In furthering the concept, the exhibit delves into the open nature of playthings and how they are equipped with the ability to help establish gender roles and identity.
Some pieces appear whimsical at first glance, but with deeper study they become unsettling.
by Sam Scott Photo courtesy of BAM
Margaret Keelan’s “Hopscotch,” for example, depicts a child happily engaged in playing the traditional sidewalk game.
Look closely, however, and notice that the sculpture has the appearance of disintegrating paint over weathered wood.
This gives the impression of a wearing effect, bringing to mind the weight that life’s experiences have on the individual as he/she grows up and ages.
In Kelly Connole’s piece, “Scamper,” a group of very lifelike rabbits appears as if they are leaping out of the wall from their wooded environment. One wonders if they are they running for the sheer joy and freedom of the experience or fleeing from a predator. A description of the work acknowledges that humans’ interactions with wild things are often filled with questions and “contradictory emotions of fear and delight tempered by our desire to personify all that we encounter.”
Rabbits also figure prominently in “Gravitational Pull,” from Rebekah Bogard’s “Twilight” series. Here the creatures are lying on their backs in positions of utter contentment, amid a forest under a starlit sky.
The work evokes nostalgia for warm summer nights and that magical time when day turns into night.
In Clayton Keyes’ “Bougie Putti,” one dead and bloodied rabbit dangles from the hand of a male child, who is naked with the exception of lacy cuffs around his wrists and a powdered wig with a blue ribbon, a la Victorian style. One finger touches his lips staining them red with blood. It’s a disturbing image that explores the nature of play unchecked – without guidance of parents and society – and the possibility of the emergence of primal instincts.

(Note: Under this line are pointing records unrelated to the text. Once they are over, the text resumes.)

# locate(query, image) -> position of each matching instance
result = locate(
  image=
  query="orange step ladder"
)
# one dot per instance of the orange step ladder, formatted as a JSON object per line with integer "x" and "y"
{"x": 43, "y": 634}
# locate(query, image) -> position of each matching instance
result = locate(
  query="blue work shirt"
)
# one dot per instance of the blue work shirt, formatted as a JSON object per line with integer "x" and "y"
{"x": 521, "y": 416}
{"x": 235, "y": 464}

Some of the pieces speak to the perspective of power structure and peer pressure within play, and the scrutiny and judgment that often comes among groups of playmates.
In “Nave,” artist Mark Chatterly writes that he pretended he was a kid again making a snow fort, rolling one ball at a time and stacking them in layers.
Instead of balls, however, he stacks large scale figures that sit one on top of each other in a tight semi-circle. They are all hunched over, leaning in, peering at one another, as if evaluating the individual worth of their teammates.
On the ground in front of them is a small rabbit, perhaps symbolizing the fear and discomfort that comes with being singled out and ostracized.
Anne Drew Potter’s “The Captains Congress” also alludes to this theme. Perched on wooden crates, a group of naked child people sit within a circle of judgment, posed in attitudes of derision and contempt for a passive defendant that is positioned outside of the circle with her back towards the group. The bullies wear silly paper hats which exaggerate their grotesque facial expressions.
Contemplation, another angle on play, is explored within Kiki Smith’s piece, “Sitting and Thinking.” With a pose reminiscent of “The Thinker” by Rodin, a young woman appears to be engaging in the mental process of play, directing the viewer’s attention inward to the realm of imaginative thoughts.
Arthur Gonzalez’s “Service at the Villa” is another contemplative-like work. Here, the Blue Haired Fairy from “Pinocchio” sits quietly, as she muses on her past with the puppet boy.
She is posed against the wall dressed in a long skirt that contains an etching of Pinocchio’s face on it, while holding her light wand. It’s a nostalgic piece that elicits emotional reactions directed towards childhood stories which immerse readers in their fantasy.
“Push Play” is a highly engaging exhibition that shines a light on the use of clay to explore the many perspectives of play and how it helps define us.
“Push Play: The 2012 NCECA Invitational” runs through June 17 at Bellevue Arts Museum.